Diese Forderung sei in Zeiten von Sparprogrammen, Kurzarbeit, Einstellungsstopps und Personalabbau in dieser Höhe nicht durchsetzbar, so die Arbeitgeberseite. Bei der Fortsetzung der Verhandlungen verwies die Unternehmerseite daher jetzt auf die anhaltend schlechte Wirtschaftslage.
Arbeitgeberseite fordert krisenadäquaten Abschluss in den laufenden Tarifverhandlungen
„2024 war erneut ein Rezessionsjahr: Das Bruttoinlandsprodukt ist um 0,2 Prozent gesunken, nachdem es 2023 bereits um 0,3 Prozent zurückging. Eine solche wirtschaftliche Talfahrt gab es zuletzt vor über 20 Jahren. 2025 droht jetzt ein drittes Jahr ohne Wachstum. Wir manövrieren die kunststoffverarbeitende Industrie durch schwieriges Fahrwasser und brauchen daher einen krisengerechten Tarifabschluss”, sagt Angelika Teppe von Almo-Erzeugnisse Erwin Busch als Verhandlungsführerin der Arbeitgeberseite.

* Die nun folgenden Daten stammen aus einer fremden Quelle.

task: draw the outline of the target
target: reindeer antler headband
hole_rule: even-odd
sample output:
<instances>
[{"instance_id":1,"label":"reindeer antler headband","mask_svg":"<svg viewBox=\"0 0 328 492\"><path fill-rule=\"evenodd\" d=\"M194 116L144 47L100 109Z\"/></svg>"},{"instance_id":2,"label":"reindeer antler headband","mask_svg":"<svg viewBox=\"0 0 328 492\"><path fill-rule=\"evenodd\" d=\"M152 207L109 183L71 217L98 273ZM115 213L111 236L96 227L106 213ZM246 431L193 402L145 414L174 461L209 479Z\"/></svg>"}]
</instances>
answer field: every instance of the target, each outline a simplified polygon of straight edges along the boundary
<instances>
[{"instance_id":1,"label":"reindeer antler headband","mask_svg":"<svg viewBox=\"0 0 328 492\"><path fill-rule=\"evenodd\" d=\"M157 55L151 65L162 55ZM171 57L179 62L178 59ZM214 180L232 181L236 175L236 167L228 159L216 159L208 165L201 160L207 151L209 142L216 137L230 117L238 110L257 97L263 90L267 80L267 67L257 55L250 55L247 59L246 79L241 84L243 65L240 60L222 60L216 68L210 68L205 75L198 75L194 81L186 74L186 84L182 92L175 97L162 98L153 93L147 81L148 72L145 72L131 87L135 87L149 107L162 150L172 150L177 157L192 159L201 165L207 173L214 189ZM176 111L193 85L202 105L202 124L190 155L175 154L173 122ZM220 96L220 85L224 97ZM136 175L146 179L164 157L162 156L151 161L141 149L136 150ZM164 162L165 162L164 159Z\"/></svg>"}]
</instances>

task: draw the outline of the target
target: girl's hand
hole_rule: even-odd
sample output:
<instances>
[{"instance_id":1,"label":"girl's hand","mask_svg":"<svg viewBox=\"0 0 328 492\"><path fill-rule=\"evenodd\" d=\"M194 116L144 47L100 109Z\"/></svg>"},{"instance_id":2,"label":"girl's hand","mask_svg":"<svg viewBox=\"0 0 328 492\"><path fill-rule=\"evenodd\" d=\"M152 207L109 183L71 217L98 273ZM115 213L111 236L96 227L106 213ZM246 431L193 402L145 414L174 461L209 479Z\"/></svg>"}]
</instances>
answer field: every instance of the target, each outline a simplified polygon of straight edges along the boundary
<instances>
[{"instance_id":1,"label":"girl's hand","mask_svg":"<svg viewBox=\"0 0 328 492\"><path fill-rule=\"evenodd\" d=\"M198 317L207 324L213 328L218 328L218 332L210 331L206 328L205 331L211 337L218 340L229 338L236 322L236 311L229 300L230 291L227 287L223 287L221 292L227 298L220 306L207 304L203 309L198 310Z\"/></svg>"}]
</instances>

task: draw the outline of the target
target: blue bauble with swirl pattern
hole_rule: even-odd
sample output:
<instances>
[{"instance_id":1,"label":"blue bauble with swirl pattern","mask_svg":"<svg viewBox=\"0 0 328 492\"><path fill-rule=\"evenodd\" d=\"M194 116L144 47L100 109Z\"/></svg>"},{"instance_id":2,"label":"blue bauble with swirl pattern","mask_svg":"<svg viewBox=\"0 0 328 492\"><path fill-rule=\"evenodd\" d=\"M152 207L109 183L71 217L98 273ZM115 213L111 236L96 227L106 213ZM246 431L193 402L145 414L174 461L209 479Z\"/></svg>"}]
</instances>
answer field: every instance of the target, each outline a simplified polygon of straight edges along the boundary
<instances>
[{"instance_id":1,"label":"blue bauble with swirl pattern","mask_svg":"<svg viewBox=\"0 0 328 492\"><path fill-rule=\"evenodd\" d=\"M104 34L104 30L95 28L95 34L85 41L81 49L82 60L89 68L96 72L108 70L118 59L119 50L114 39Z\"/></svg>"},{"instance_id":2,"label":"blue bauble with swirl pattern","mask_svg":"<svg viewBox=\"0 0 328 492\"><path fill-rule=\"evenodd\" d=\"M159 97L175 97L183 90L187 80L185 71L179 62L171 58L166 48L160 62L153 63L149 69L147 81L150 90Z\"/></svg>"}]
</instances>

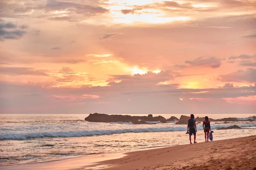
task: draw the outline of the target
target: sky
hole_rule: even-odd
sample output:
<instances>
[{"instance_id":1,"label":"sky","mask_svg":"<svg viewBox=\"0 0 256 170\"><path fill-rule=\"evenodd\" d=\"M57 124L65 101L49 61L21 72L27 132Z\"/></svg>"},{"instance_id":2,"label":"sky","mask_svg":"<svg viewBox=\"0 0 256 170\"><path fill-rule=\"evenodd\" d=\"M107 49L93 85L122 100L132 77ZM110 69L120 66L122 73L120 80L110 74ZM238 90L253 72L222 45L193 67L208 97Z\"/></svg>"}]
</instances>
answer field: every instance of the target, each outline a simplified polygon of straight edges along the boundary
<instances>
[{"instance_id":1,"label":"sky","mask_svg":"<svg viewBox=\"0 0 256 170\"><path fill-rule=\"evenodd\" d=\"M0 113L255 113L255 0L0 0Z\"/></svg>"}]
</instances>

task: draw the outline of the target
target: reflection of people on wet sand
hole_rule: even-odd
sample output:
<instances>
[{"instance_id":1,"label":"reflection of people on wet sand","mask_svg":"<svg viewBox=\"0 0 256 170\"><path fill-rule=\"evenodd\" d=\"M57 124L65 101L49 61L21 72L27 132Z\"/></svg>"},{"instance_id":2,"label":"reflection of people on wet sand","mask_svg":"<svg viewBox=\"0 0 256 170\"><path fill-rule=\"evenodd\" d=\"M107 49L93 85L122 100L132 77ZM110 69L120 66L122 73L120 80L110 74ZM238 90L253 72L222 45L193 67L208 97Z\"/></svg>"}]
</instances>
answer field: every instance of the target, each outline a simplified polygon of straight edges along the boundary
<instances>
[{"instance_id":1,"label":"reflection of people on wet sand","mask_svg":"<svg viewBox=\"0 0 256 170\"><path fill-rule=\"evenodd\" d=\"M205 142L206 142L206 134L207 133L207 142L209 141L209 132L212 131L211 130L211 125L210 125L210 121L208 116L205 116L204 118L204 121L203 123L203 128L204 132L204 136L205 137Z\"/></svg>"},{"instance_id":2,"label":"reflection of people on wet sand","mask_svg":"<svg viewBox=\"0 0 256 170\"><path fill-rule=\"evenodd\" d=\"M188 132L189 132L189 141L190 141L190 144L192 144L191 142L191 136L192 134L194 135L194 143L196 143L195 137L196 135L196 125L195 125L195 122L196 121L195 119L195 116L193 114L190 115L190 119L188 121Z\"/></svg>"}]
</instances>

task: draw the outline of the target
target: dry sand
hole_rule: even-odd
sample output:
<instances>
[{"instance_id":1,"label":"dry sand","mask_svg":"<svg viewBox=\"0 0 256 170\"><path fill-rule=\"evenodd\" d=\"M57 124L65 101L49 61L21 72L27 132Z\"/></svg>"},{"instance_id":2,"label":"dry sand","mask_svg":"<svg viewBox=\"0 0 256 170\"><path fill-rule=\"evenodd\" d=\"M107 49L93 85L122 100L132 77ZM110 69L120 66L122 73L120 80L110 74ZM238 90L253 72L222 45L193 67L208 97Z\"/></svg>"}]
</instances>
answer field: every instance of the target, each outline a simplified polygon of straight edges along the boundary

IGBCE will in den Betrieben Stärke zeigen
„Unsere Positionen liegen nach wie vor weit auseinander“, sagt Philipp Mundt, Verhandlungsführer der Kunststoffgewerkschaft IGBCE. Bis zur nächsten Verhandlungsrunde, die am 04. Februar beginnt, wollen die Gewerkschaftsmitglieder daher mit Aktionen in den Betrieben ihrer Forderung Nachdruck verleihen. Philipp Mundt: „Wir haben vor Ort eine sehr starke Basis. Das werden wir nun zeigen. Die Tarifrunde findet die nächsten zwölf Tage in den Betrieben statt.“
„Vieles von dem, was sich die Arbeitgeber wünschen, ist für unsere Mitglieder nicht akzeptabel“, sagt Philipp Mundt. Dazu gehören etwa Einschnitte bei der Altersfreizeit, einer tarifvertraglichen Regelung, die es älteren Arbeitnehmern ermöglicht, weniger zu arbeiten. „Für die Altersfreizeit, die es schon seit Jahrzehnten gibt, haben unsere Gewerkschaftsmitglieder hart gekämpft. Sie aufzuweichen, kommt nicht in Frage.“
Daten untermauern wirtschaftliche Lage
Die Ergebnisse der jüngsten IW-Verbandsumfrage verdeutlichen die Herausforderungen: 31 von 49 befragten Wirtschaftsverbänden beurteilen die wirtschaftliche Lage ihrer Branche schlechter als vor einem Jahr. Der Ausblick bleibt pessimistisch, eine Trendwende ist nicht in Sicht. Besonders unter Druck steht die Kunststoff verarbeitende Industrie. Für 2025 werden nicht nur weitere Produktionsrückgänge, sondern auch Kürzungen bei den Investitionen erwartet. „Als Zulieferindustrie schlägt die Krise in unserer Branche voll durch“, erklärt Teppe.
Arbeitgeber lehnen Besserstellung von Gewerkschaftsmitgliedern ab
Die Forderung in der Tarifrunde nach „tariflichen Regelungen zur Wertschätzung von Gewerkschaftsmitgliedern” lehnen die Arbeitgeber ab. Denn eine solche Besserstellung würde zu einer Ungleichbehandlung innerhalb der Belegschaften führen.
Fortsetzung der Tarifverhandlungen am 04. und 05. Februar 2025
Der Landesbezirk und die Bezirke der IGBCE betreuen in den Bundesländern Hessen und Thüringen rund 73.000 Mitglieder. Im Arbeitgeberverband Hessen-Chemie sind 310 Mitgliedsunternehmen mit 105.000 Beschäftigten der chemisch-pharmazeutischen und kunststoffverarbeitenden Industrie zusammengeschlossen. Die Fachabteilung Kunststoffverarbeitende Industrie umfasst 38 Unternehmen mit rund 5.500 Beschäftigten. Die dritte Verhandlungsrunde ist für den 04. und 05. Februar 2025 vorgesehen. Die Tarifvertragsparteien treffen sich dazu in Niedernhausen.